The recent introduction of yet another set of U.S. sanctions, compelling Russia’s significant exchange to put a stop to dollar and euro trading on Thursday, caused minimal reaction among Moscow habitants. Some people insisted that the demand for Western currencies is practically non-existent in the face of existing sanctions and rare travels abroad. Yegor Danilov, a 36-year-old engineer in Moscow, is one such individual who disregards the repercussions of the new sanctions on the country.

Despite the Moscow Exchange ceasing dollar and euro transactions, Russian firms and individuals retain the capacity to buy and sell these foreign currencies via banks. The Russian Central Bank vouched for the safety of all dollar and euro deposits. However, this action impedes deals passing through a centralized exchange. Hence, deals would now be conducted in less liquid markets like direct bank-to-bank contracts or via distinct brokers and market makers, potentially resulting in amplified volatility, commissions, and margins.

Historically, any measures that restrict Russians from buying and trading foreign currencies have elicited strong reactions. The community sees the exchange rate on the global stage as a crucial indicator of the Russian economy’s robustness. Upon the imposition of comprehensive financial sanctions by the West, triggered by Russia’s full-fledged invasion of Ukraine in February 2022, there was a financial frenzy. People were queuing at banks, and ATM machines ran out of dollars and euros as the population panicked and started converting their savings into stable currencies.

Despite the pressure of over two years of conflict and sanctions, Russia’s economy has exhibited remarkable resilience, contrary to what some initially anticipated. A majority of foreign exchange dealings on the Moscow Exchange were already being dealt in the Chinese yuan. This economic endurance and strength in the face of Western sanctions have been praised by Russian President, Vladimir Putin. On Thursday, the sentiment echoed among several Muscovites.

The announcement of a new wave of sanctions by the United States spurred some banks into instantly raising their exchange rates, causing a momentary ripple of panic across social media. However, rates soon normalized displaying interbank spread rates, the difference between their selling and buying rates for currency, that were within standard limits. Anton Tabakh, Chief Economist at Expert RA, a Moscow-based credit ratings agency, indicated that economic preparations enabled the mitigation of immediate impacts. Though he also conceded that all operations involving foreign currencies would become slower, more costly, and complicated, resulting in an increase in the overall operating costs.
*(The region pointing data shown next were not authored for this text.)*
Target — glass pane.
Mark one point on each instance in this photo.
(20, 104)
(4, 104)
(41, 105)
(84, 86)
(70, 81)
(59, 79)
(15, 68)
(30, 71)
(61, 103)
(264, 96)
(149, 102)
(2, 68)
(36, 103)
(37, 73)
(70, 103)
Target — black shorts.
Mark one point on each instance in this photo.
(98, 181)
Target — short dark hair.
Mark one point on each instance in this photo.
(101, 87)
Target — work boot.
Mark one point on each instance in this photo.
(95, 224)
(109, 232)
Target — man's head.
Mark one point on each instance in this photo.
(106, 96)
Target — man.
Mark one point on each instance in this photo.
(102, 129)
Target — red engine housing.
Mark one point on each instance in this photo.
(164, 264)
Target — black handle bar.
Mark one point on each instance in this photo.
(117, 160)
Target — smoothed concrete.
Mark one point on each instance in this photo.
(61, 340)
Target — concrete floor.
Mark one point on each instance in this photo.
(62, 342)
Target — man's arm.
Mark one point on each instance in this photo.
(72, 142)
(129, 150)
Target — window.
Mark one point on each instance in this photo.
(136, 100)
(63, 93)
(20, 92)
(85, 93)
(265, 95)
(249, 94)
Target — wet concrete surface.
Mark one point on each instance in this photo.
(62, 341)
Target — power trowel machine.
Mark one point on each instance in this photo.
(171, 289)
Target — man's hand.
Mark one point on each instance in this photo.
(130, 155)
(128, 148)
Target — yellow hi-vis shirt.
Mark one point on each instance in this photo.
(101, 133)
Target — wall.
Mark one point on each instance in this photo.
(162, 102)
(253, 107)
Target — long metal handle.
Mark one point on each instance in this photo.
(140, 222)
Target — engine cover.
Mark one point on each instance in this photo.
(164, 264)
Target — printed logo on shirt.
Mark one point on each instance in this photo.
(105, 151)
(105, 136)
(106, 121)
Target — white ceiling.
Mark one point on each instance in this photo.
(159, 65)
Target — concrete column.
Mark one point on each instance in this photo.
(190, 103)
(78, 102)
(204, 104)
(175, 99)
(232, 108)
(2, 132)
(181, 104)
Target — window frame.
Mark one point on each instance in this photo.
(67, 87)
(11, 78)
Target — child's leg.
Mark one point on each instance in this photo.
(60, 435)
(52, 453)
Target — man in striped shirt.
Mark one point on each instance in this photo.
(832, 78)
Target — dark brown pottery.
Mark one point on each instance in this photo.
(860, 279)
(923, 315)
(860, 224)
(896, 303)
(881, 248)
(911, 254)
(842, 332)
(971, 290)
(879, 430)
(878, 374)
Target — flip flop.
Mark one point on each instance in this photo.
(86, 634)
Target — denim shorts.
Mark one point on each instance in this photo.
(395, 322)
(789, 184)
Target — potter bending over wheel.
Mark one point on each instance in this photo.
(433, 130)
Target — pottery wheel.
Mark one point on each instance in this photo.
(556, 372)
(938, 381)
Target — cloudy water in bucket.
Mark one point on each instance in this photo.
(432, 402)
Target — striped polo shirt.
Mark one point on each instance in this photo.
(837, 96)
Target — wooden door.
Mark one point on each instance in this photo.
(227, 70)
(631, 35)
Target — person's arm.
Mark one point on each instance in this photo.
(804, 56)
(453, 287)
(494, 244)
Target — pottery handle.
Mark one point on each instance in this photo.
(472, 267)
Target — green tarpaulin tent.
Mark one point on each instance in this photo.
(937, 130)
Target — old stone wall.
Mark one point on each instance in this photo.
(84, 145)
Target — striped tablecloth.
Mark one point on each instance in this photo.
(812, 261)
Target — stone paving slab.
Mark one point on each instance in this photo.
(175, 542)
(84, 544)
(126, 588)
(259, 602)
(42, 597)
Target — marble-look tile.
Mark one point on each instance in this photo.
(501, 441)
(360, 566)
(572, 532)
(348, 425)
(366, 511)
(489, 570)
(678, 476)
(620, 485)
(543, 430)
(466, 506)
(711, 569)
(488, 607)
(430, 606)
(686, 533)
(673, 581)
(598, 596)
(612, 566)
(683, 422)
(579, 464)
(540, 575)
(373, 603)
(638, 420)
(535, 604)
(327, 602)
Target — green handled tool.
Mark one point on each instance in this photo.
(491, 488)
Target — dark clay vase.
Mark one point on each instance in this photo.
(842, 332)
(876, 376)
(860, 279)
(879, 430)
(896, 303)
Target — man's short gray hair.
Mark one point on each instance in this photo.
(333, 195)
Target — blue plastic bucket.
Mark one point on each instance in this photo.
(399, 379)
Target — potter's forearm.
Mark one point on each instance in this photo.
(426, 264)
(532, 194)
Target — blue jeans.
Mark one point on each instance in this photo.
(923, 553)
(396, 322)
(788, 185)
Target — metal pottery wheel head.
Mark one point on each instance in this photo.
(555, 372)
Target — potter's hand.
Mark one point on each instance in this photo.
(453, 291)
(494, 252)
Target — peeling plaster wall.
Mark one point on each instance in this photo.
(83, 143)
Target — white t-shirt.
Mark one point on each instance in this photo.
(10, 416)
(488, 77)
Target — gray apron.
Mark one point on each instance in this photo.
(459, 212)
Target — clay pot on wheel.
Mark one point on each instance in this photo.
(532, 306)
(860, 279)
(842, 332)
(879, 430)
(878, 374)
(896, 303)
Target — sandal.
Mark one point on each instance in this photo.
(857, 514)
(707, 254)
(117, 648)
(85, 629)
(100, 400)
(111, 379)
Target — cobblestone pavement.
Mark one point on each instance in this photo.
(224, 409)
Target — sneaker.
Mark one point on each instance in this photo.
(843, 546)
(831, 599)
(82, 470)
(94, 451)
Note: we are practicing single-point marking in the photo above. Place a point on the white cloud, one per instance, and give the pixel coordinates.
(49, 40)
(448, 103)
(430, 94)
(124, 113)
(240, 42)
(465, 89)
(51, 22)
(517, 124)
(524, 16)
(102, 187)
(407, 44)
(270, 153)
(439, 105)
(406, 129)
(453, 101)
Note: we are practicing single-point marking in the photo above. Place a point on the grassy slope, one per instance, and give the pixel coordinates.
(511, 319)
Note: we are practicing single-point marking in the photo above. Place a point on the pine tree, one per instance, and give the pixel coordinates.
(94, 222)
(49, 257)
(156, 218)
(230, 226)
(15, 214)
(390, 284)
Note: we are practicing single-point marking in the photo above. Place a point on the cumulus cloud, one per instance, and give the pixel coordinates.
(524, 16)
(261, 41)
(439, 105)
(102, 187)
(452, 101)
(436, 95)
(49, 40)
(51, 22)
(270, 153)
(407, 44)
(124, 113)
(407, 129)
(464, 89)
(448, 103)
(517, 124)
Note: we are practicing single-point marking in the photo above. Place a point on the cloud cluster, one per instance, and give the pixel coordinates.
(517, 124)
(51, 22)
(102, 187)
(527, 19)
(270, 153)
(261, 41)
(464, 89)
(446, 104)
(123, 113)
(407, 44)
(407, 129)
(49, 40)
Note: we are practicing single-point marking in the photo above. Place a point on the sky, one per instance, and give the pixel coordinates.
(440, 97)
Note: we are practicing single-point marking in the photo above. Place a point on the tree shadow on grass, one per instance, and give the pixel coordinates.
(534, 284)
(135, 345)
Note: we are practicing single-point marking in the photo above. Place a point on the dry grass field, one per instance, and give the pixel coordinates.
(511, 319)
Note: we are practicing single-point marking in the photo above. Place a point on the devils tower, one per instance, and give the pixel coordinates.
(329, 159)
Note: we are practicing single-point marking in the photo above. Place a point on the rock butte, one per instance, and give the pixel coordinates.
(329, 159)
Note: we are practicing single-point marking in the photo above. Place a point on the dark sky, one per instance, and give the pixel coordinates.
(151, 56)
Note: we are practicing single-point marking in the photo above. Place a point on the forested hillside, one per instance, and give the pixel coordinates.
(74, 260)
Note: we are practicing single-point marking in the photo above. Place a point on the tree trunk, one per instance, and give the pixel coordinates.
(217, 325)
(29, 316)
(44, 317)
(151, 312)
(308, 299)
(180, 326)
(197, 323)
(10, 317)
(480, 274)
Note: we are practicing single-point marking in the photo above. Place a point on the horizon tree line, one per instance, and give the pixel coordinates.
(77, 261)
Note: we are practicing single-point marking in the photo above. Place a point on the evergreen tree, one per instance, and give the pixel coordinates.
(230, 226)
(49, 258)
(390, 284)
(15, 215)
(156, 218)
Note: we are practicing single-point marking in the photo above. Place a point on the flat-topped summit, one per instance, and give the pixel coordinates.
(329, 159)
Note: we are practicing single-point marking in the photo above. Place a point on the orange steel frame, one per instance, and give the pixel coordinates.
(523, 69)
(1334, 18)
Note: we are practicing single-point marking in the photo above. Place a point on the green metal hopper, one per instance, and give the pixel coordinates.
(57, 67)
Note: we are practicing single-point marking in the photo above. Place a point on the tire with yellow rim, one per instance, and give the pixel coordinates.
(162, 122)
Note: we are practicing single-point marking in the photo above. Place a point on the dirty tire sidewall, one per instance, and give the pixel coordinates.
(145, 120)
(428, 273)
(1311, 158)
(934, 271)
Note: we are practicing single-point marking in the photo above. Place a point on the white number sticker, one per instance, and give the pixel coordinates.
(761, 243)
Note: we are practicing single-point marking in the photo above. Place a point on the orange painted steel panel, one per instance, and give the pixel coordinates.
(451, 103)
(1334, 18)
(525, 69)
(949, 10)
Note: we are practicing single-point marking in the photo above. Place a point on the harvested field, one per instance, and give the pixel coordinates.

Any additional costs borne by businesses are passed on to consumers in the form of price hikes, contributing to the country’s already high inflation rate. Despite this, the Russian Central Bank and the Kremlin attempted to assuage public concern. Not everyone was perturbed by the situation – some saw the foreign currency volatility as an opportunity to profit. However, for Yaroslav, an 18-year-old student, Western currencies were the riskier of the options. He was supportive of Moscow’s initiative to decrease its dependence on foreign goods, reaffirming his choice to not invest in foreign currencies due to their current instability.